Central Bank of Turkey without courage


Despite the persistent weakness of the lira, the recent meeting of the Central Bank of Turkey ended without new decisions. In the accompanying statement, the monetary watchdogs confirmed the goal of continuing the „underlying trend of declining inflation“. However, a negative real interest rate in the 3.5% range combined with a depreciation of the local currency of almost 9% since the beginning of June against a US dollar that is not exactly bursting with strength at the moment make such lip service appear anything but credible.

By exercising restraint, the Turkish central bank has missed another opportunity to regain market confidence, improve the transparency of its monetary policy and rehabilitate the official key interest rate in its steering function for the financial markets.

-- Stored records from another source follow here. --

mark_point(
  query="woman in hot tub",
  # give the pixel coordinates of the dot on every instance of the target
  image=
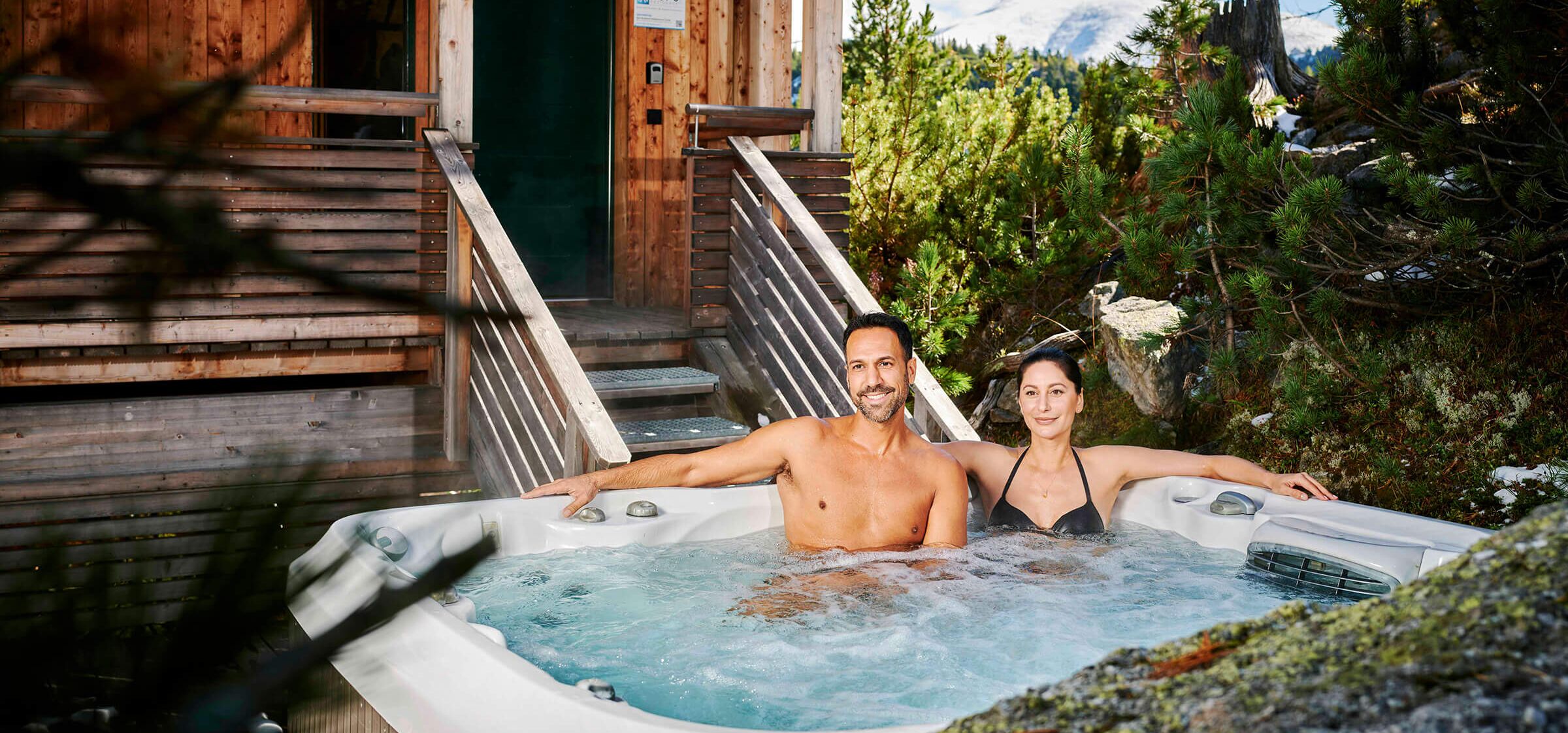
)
(1048, 485)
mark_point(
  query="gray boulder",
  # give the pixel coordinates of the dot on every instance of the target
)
(1153, 378)
(1475, 645)
(1100, 297)
(1339, 160)
(1346, 132)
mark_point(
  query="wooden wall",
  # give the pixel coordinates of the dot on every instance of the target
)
(377, 217)
(178, 40)
(124, 510)
(733, 52)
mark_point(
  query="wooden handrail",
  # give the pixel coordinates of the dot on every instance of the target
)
(269, 97)
(753, 112)
(590, 440)
(932, 403)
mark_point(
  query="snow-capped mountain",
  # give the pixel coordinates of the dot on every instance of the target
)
(1084, 29)
(1307, 33)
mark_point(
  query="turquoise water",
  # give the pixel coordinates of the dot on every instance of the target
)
(747, 633)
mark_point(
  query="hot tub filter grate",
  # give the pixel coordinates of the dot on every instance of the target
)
(1300, 568)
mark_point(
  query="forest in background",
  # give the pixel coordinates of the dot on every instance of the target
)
(1382, 308)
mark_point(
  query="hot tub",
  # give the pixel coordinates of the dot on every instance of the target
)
(433, 669)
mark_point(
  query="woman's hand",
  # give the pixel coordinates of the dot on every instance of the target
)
(1299, 486)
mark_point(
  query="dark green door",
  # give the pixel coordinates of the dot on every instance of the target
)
(542, 116)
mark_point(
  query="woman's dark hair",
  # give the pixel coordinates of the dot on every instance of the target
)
(879, 320)
(1057, 357)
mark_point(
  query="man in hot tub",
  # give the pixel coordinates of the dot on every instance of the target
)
(858, 483)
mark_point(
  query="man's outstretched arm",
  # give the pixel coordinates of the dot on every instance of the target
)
(949, 521)
(753, 458)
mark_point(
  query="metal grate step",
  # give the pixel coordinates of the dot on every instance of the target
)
(645, 436)
(623, 384)
(1302, 568)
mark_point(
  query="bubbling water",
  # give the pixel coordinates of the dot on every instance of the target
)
(745, 633)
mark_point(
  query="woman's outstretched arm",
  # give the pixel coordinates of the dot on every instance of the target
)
(1149, 463)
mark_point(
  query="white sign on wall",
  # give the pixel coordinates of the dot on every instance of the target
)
(659, 14)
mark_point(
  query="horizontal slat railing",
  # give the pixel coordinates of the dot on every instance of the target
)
(269, 97)
(534, 415)
(785, 317)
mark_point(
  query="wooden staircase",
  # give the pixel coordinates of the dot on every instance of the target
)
(639, 363)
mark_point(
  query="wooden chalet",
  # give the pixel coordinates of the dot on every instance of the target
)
(656, 267)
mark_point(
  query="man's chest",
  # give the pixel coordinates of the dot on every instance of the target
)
(855, 497)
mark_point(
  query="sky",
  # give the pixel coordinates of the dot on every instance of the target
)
(953, 10)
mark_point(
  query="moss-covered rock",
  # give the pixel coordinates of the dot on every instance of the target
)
(1479, 644)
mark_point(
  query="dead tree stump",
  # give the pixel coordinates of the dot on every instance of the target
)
(1252, 30)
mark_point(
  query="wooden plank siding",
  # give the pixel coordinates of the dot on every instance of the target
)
(178, 40)
(374, 217)
(134, 503)
(819, 179)
(733, 52)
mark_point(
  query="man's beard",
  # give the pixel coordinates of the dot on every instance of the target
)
(894, 406)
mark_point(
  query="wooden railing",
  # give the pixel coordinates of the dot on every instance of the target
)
(725, 121)
(781, 314)
(532, 414)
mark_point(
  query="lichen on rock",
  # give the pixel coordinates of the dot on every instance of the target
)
(1478, 644)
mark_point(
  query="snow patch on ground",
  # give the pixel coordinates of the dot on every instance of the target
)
(1286, 123)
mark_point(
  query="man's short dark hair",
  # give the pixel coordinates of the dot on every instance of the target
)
(879, 320)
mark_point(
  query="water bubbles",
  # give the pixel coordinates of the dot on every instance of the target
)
(747, 633)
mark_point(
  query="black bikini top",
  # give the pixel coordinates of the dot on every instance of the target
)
(1081, 521)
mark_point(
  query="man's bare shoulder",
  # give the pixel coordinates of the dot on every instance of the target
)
(797, 430)
(934, 456)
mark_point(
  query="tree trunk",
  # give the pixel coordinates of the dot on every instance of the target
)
(1252, 30)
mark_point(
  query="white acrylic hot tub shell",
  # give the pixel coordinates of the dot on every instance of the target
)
(430, 671)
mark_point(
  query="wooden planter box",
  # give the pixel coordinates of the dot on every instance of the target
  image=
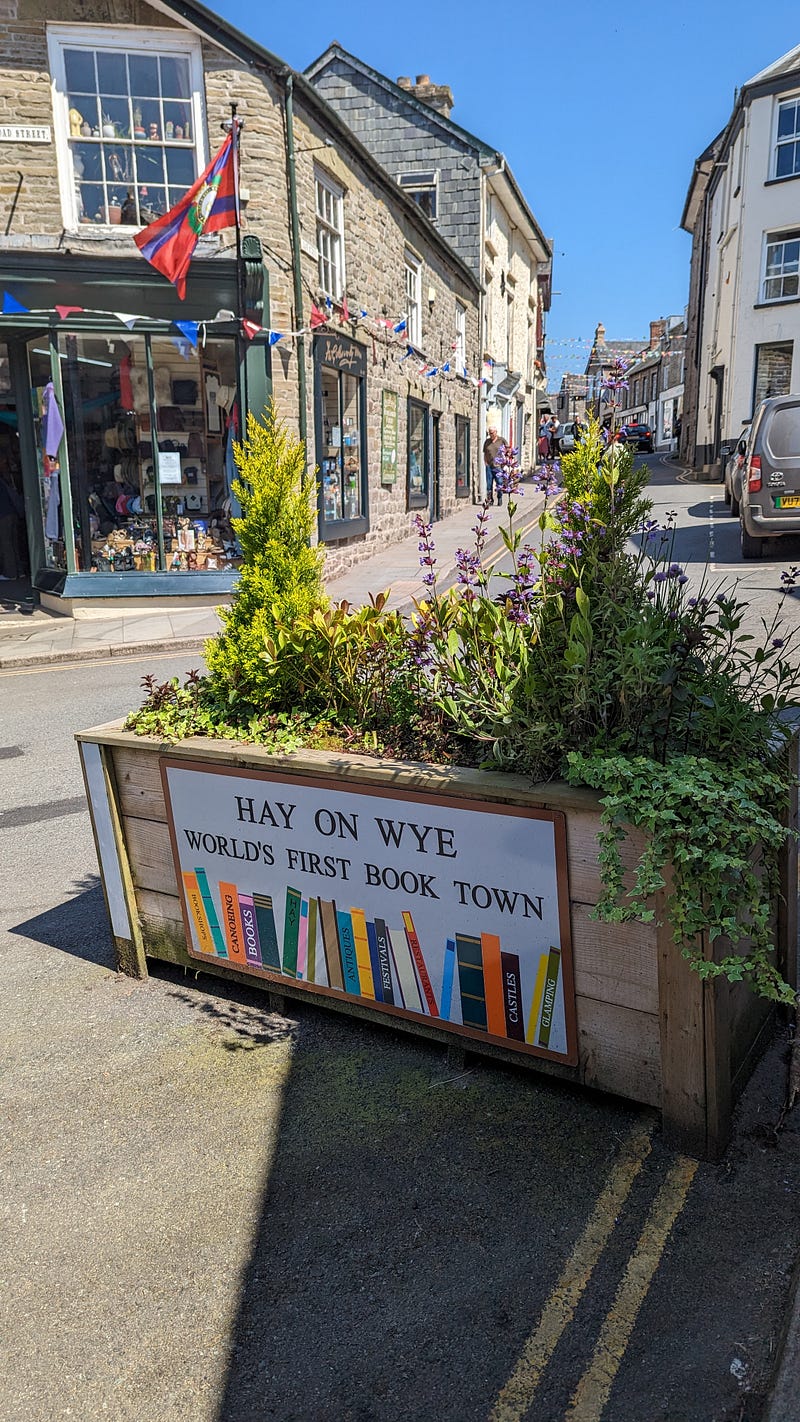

The central bank has officially kept the one-week repo rate constant at 8.25% since May. However, for some weeks now it has been providing domestic financial institutions with liquidity primarily through overnight transactions, which at 9.75% are much more expensive. As a result of this „restrictive monetary policy through the back door“, the average refinancing costs of Turkish banks, as well as money market rates, have clearly moved northwards from the official key interest rate.

The Turkish Lira remains vulnerable even after the key interest rate decision of the responsible currency guardians. At present, the central bank still seems to be confident that the price pressure will ease as the corona-related challenges subside. It is therefore attempting to counter the depreciation of the currency with (at least actually) rather short-term interest rate policy measures. This approach, like the use of the dwindling currency reserves, may indeed be sufficient for some time to prevent the Lira from falling further. However, should the propagated decline in inflation not materialise in the foreseeable future, the central bank will once again be faced with a groundbreaking decision. Either the guardians of the currency can resist a further significant depreciation of the Lira and adjust the official key interest rate noticeably upwards, or they will shy away from such restrictive measures in order not to incur the displeasure of the President and put their own jobs at risk. In any case, the chairman of the central bank, Uysal, should not rely on support from Erdogan, who continues to make no secret of his demand for lower interest rates.